Once again I was upgraded on the longest flight leg, Portland-O’Hare. A billiard ball-shaped, walrus-mustachioed AA pilot upgraded at the last minute to seat 3F in front of me grumbled and groused that there was no place for his bag in the overhead compartments. Well, I thought, smiling, welcome to the real world, asswipe. It’s a little different from driving the plane, huh? Walrus God of the Sky, meet the schmucks who pay your salary—and shut up and sit down!

We enjoyed a surprisingly good and healthy breakfast snack (cereal, blueberries, banana) while I watched out my window at the gorgeous snow- and ice-covered Rockies pass beneath us in the clear sky below.

All in all, a great trip. I am always grateful for trips like these, even with minor annoyances and inconveniences like the O’Hare Never-Never Land at gate H17. Though the 25-mile crawl along I-205 back to the Portland airport was painful, the slow drag was punctuated by relatively polite Oegonian drivers and the grand Northwest scenery adjacent to the Columbia River Valley.
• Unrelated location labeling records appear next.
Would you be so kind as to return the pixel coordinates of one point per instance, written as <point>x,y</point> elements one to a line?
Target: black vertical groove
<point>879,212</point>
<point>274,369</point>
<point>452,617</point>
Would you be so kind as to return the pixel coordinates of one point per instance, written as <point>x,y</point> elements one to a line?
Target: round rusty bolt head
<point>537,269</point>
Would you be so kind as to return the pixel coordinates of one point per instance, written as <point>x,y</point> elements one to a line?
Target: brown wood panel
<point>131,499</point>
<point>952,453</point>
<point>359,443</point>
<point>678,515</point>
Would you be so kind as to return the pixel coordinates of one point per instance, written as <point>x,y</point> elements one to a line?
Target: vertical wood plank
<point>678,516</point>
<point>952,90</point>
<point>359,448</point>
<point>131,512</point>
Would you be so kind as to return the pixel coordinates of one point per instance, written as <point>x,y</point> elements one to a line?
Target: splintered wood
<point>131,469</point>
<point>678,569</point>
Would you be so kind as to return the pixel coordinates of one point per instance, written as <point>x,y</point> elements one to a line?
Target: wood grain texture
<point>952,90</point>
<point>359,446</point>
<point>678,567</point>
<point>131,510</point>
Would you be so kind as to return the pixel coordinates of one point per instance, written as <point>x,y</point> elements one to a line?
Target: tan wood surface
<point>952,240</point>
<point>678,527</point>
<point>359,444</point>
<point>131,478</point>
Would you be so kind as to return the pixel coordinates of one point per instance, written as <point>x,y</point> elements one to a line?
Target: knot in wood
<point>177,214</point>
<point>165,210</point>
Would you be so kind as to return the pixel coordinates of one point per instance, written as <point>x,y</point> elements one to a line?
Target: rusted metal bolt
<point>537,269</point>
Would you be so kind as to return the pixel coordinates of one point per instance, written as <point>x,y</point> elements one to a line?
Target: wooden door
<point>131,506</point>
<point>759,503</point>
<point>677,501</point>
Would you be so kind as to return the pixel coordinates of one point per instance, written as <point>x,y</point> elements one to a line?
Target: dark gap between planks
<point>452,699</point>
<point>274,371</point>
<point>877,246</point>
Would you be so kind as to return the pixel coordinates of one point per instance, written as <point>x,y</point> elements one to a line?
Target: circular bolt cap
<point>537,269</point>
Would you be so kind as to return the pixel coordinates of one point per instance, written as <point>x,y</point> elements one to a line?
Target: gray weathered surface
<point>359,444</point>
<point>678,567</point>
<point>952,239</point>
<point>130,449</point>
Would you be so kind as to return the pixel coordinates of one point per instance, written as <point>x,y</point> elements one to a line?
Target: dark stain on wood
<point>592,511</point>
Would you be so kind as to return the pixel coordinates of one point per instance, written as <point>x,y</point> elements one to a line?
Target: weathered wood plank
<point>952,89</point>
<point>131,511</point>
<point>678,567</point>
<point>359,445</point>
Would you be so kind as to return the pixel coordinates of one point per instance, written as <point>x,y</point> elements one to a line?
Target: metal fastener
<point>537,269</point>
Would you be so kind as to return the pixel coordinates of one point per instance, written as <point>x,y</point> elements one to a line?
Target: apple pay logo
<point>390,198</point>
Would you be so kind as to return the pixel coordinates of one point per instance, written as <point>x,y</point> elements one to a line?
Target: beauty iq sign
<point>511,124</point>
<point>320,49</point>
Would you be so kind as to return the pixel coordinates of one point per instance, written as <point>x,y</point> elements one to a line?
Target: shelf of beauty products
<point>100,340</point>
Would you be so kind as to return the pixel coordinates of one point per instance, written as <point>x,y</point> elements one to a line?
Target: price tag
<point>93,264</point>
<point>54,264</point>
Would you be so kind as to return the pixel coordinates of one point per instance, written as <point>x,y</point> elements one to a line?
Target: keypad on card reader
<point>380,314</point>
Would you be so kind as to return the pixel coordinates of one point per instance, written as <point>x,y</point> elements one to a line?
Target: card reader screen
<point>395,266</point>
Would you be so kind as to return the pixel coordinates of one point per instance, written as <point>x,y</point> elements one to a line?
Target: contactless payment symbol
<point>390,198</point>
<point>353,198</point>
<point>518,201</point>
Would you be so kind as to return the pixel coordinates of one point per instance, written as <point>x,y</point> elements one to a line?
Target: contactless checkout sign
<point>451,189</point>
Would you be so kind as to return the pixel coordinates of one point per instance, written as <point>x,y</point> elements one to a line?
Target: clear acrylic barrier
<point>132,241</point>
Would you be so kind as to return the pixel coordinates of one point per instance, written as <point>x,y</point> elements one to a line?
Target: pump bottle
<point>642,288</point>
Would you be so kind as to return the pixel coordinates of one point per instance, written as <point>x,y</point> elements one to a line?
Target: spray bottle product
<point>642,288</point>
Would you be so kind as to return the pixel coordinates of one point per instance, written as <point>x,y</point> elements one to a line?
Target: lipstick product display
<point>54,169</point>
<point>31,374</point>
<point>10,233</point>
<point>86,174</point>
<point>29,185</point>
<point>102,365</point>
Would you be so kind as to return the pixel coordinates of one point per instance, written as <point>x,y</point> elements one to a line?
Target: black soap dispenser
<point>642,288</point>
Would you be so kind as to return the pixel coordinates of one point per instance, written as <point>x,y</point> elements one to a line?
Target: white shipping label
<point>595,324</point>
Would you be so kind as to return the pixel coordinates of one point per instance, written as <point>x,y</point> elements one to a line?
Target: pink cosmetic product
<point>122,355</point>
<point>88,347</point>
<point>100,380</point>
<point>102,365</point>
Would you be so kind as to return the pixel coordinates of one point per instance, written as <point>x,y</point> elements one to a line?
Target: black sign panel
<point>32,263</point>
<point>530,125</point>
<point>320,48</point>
This was one of the great ones, a trip that I will conjure up in my memory next time one of the more typical travel disasters strikes. I just wish there are more of a balance—a yin for every yang—in my travel experiences. But I do treasure these rare fine excursions.

1 Comments:

Blogger Unknown said...

If you are lucky enough to have appointments downtown or anywhere near the lines, the Portland MAX light rail system is one of the best transit systems in the US. Catch it at the airport and avoid the horrible traffic.